2. Numa pesquisa pela Net, descobrimos que Lino Bicari é um ex-padre, italiano, missionário do PIME que no início dos anos 70 descobriu outra vocação, levado pelo romantismo revolucionário de Che Guevara e Camilo Torres (também ele ex-padre).   Nascido em 1936, aos 23 anos,   Lino Bicaria aderiu à guerrilha do PAIGC e é o único estrangeiro que tem o estatuto de combatente da liberdade da Pátria. Viveu 23 anos na Guiné-Bissau. Radicou-se em Lisboa em 1990. Dele disse o jornalista João Paulo Guerra, no jornal Público,  de 24 de setembro de 1990:

(...) Não é um homem desiludido, mas um homem amargo quer hoje, à margem da Igreja e do Estado da Guiné-Bissau, continua, no entanto, a afirmar-se religioso e militante do PAIGC." (...)

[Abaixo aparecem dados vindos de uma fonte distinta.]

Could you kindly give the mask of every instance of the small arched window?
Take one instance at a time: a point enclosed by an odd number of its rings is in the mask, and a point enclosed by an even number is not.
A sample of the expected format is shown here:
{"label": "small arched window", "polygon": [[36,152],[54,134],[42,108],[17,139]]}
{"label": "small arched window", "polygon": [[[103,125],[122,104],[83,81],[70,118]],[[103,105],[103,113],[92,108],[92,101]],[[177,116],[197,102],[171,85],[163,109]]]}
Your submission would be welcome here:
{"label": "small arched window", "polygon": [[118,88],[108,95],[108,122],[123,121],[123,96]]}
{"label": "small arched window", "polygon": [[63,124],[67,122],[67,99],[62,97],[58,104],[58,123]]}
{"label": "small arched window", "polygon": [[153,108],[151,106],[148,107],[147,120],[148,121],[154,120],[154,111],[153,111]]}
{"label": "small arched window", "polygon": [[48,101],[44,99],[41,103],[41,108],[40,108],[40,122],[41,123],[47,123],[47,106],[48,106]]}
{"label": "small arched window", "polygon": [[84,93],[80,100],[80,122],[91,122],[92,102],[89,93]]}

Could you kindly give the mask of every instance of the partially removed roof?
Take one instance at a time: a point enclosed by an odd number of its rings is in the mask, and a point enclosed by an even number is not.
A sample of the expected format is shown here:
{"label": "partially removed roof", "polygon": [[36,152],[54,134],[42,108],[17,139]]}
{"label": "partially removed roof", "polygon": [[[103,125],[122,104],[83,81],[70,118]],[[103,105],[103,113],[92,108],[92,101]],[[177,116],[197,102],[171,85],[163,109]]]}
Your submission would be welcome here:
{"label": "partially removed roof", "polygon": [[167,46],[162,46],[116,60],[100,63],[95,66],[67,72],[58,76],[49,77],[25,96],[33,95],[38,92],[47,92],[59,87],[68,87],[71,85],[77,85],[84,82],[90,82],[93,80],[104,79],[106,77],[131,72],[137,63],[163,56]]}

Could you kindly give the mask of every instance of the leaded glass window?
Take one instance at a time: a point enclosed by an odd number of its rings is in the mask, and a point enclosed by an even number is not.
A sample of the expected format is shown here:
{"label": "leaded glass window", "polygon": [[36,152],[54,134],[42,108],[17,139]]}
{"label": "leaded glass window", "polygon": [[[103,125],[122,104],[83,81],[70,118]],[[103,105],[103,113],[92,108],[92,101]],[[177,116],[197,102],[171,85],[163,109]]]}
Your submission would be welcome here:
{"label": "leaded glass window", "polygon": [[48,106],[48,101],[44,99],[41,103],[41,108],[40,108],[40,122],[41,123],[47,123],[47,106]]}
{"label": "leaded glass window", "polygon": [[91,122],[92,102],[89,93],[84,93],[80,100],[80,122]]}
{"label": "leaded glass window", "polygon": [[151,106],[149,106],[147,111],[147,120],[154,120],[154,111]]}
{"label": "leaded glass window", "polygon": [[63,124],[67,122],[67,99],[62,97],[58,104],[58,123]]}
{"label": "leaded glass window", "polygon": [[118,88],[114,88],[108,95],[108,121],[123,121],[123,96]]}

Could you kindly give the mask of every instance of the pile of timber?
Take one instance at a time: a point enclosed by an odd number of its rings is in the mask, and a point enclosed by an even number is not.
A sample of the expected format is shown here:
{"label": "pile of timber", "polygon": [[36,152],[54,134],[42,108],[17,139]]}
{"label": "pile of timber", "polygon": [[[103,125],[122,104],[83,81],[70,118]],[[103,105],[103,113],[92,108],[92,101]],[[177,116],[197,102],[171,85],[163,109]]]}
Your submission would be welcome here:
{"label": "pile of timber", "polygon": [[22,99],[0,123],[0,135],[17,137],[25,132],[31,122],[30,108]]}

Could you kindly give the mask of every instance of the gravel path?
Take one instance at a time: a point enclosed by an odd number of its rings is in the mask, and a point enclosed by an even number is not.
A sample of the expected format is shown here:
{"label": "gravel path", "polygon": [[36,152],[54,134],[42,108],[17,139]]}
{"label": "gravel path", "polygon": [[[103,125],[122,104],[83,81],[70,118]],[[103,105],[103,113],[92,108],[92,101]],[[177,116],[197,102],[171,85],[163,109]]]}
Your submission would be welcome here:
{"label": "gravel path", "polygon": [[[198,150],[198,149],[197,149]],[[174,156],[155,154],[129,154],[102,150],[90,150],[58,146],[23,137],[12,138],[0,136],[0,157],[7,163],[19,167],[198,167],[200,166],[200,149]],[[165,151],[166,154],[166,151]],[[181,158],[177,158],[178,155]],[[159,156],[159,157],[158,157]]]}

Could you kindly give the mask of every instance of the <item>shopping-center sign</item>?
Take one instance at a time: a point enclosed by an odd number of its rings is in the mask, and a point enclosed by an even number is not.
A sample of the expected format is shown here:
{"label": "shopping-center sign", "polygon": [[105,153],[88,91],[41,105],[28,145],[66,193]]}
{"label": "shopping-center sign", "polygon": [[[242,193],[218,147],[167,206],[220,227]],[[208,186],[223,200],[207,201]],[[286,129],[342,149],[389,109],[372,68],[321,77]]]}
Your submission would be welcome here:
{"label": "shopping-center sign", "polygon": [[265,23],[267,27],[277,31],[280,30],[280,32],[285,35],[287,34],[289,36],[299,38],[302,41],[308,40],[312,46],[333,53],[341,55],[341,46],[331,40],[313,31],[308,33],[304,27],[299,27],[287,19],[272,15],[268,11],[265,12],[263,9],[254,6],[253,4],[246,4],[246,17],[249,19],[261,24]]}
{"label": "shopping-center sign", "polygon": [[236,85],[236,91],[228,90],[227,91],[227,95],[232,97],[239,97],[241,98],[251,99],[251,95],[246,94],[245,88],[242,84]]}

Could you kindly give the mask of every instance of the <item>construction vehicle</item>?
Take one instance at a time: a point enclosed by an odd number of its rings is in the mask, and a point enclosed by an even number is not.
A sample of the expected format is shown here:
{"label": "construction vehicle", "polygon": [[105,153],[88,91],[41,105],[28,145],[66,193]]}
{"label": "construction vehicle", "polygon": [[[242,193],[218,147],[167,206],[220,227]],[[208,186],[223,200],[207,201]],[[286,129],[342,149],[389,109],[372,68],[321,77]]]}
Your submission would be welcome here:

É a primeira vez que ouço falar no nome deste Camilo Torres italiano (que, apesar de tudo, não acabou tragicamente como Che Guevara e Camilo Torres)... Fui saber mais, socorrendo-se da entrevista com ele, feita pelo João Paulo Guerra ("Crónica dos feitos da Guiné: A última missão do padre Lino").

(...) "O padre Lino Bicari chegou à Guiné em Maio de 1967. Tinha 31 anos, um curso teológico e formação em medicina tropical, em psicopedagogia e didáctica e etnologia. De passagem por Lisboa, meteu na bagagem curso rápidos de língua portuguesa e administração colonial e, como todos os missionários destinados às colónias portuguesas, assinou compromissos renunciando aos seus direitos como cidadão italiano e submetendo-se às leis e tribunais portugueses, à Concordata, ao Acordo e ao Estatuto missionários.

Na Guiné vivia-se o quarto ano de guerra e Lino Bicari foi colocado em Bafatá, a cidade natal de Amílcar Cabral. A guerra, para ele como para os outros missionários, significava ouvir tiros Ao longe e viver num centro populacional sob controlo militar, de onde só podia ausentar-se à luz do dia.

(..) Foi em Itália, onde se deslocou em 1972 no âmbito de um programa de apoio ao Terceiro Mundo, que o padre Lino Bicari conheceu José Turpin, dirigente do PAIGC e, por seu intermédio, trocou correspondência com Amílcar Cabral. Quando tomou a decisão da sua vida, resolvendo trabalhar com o PAIGC, a Secretaria de Estado do Vaticano sentiu-se embaraçada. Não disse que sim, nem que não, e acabou por consentir, pedindo-lhe apenas que, formalmente, se desligasse do [Pontifício] Instituto para as Missões Estrangeiras [PIME]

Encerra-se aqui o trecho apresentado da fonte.